Législatives : après le débat entre Attal, Bardella et Bompard, deux gagnants et un grand perdant
Législatives : après le débat entre Attal, Bardella et Bompard, deux gagnants et un grand perdant
D’abord, on était sceptique : à quoi bon ce débat ? Un de plus ? Dans une campagne dominée par le bruit et la fureur, avec des électeurs se déclarant pour beaucoup déjà certains de leurs choix, une telle confrontation pouvait-elle avoir la moindre utilité ? On avait tout faux. Ce débat aura été captivant. Et qui sait : il aura peut-être fait bouger quelques lignes.
La grande surprise aura été la prestation de Manuel Bompard. Au sein du Nouveau Front populaire, en apprenant sa nomination, beaucoup avaient levé les yeux au ciel : Ah non pas lui ! Le député de Marseille étant considéré par certains comme « trop sectaire », par beaucoup, comme « trop proche de Jean-Luc Mélenchon », et par presque tout le monde, comme n’étant pas « une bête de télé ». Surprise, les spectateurs auront découvert un leader politique souriant, calme, parlant simple, tout en maîtrise. Surtout, ils auront vu et entendu un responsable de gauche qui assume ses positions.
Surprise, Bompard s’est très bien tiré du débat sur TF1
Oui, il faut augmenter les impôts des 8 % des Français les plus riches. Oui, il faut bloquer les prix de 150 produits de première nécessité. Non, il ne faut pas rejeter les immigrés - ceux-ci rapportant infiniment plus à la France qu’ils n’en coûtent. Et non, il est inconcevable de vouloir traiter des mineurs – même délinquants – comme des adultes. Bref, un discours à gauche, devenu il est vrai inhabituel lors de ces débats à forts enjeux. Les dernières grandes confrontations télévisuelles, que ce soit pendant les présidentielles de 2017, ou 2022, ou bien encore lors des dernières européennes, s’étant systématiquement limité à un duel Macron (ou Attal) face à Le Pen (ou Bardella).

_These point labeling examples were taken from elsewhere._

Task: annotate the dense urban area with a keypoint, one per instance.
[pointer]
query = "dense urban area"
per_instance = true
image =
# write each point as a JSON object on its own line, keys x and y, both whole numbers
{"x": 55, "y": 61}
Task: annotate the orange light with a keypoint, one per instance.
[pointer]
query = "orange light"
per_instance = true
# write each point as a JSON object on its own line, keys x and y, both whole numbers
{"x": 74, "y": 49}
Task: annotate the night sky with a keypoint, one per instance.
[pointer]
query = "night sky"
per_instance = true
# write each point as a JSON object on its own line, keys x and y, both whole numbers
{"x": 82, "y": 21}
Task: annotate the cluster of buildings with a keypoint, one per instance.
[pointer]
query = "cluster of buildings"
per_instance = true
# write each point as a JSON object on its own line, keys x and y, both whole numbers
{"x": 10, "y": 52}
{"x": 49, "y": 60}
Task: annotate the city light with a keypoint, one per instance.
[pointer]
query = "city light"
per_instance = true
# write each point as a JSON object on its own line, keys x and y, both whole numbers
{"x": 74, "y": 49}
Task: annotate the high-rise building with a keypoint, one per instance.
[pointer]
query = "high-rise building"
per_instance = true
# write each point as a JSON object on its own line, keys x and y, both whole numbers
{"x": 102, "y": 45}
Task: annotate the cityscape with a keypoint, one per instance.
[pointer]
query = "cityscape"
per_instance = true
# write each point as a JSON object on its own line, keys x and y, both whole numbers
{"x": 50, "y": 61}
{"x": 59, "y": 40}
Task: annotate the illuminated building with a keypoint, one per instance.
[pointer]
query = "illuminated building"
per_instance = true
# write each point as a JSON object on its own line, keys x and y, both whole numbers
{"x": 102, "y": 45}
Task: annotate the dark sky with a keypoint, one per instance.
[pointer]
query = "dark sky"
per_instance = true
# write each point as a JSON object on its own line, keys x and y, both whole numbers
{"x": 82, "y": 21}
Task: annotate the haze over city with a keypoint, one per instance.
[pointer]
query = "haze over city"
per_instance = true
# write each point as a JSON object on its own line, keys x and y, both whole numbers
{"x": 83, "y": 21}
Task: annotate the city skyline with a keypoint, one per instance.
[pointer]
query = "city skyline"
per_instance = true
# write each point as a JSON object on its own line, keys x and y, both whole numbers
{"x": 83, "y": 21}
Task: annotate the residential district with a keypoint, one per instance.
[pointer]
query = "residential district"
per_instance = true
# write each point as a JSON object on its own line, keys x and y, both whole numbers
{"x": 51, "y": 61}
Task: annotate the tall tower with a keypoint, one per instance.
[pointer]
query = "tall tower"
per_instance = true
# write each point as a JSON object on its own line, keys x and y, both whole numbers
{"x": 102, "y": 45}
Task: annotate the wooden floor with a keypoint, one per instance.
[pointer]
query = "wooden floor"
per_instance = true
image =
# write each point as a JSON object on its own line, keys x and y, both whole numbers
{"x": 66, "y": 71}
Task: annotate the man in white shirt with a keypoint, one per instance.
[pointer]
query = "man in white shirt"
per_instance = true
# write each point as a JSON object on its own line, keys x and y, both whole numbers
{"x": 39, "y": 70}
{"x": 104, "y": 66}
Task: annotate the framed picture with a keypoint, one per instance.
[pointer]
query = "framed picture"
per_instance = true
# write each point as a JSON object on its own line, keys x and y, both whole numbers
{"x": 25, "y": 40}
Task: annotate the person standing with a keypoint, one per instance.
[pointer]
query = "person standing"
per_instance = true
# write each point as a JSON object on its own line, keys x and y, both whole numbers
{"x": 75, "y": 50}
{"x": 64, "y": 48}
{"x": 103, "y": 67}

Des retraites aux binationaux
S’il a réussi sa prestation, Manuel Bompard le doit pour partie à Gabriel Attal. A l’évidence dans ce débat à trois, le Premier ministre avait choisi son ennemi : Jordan Bardella. Infiniment plus percutant que lors de leur dernier duel, le Premier ministre a réussi cette fois-ci à bousculer le leader du RN. Le président du Rassemblement national a eu beau se présenter sans cesse comme le « futur Premier ministre de la France », mardi soir, il était très loin d’en avoir l’étoffe. A deux reprises, le jeune homme de 28 ans s’est même retrouvé dans les cordes. Interrogé sur les retraites, il a dû admettre qu’avec sa réforme, une personne qui aurait débuté dans la vie active à 24 ans, devrait travailler jusqu’à… 66 ans ! Très loin donc des 60 ans promis. Aussitôt après avoir lâché ce chiffre, Jordan Bardella est d’ailleurs resté silencieux quelques instants, comprenant lui-même qu’il venait de commettre… une énorme boulette.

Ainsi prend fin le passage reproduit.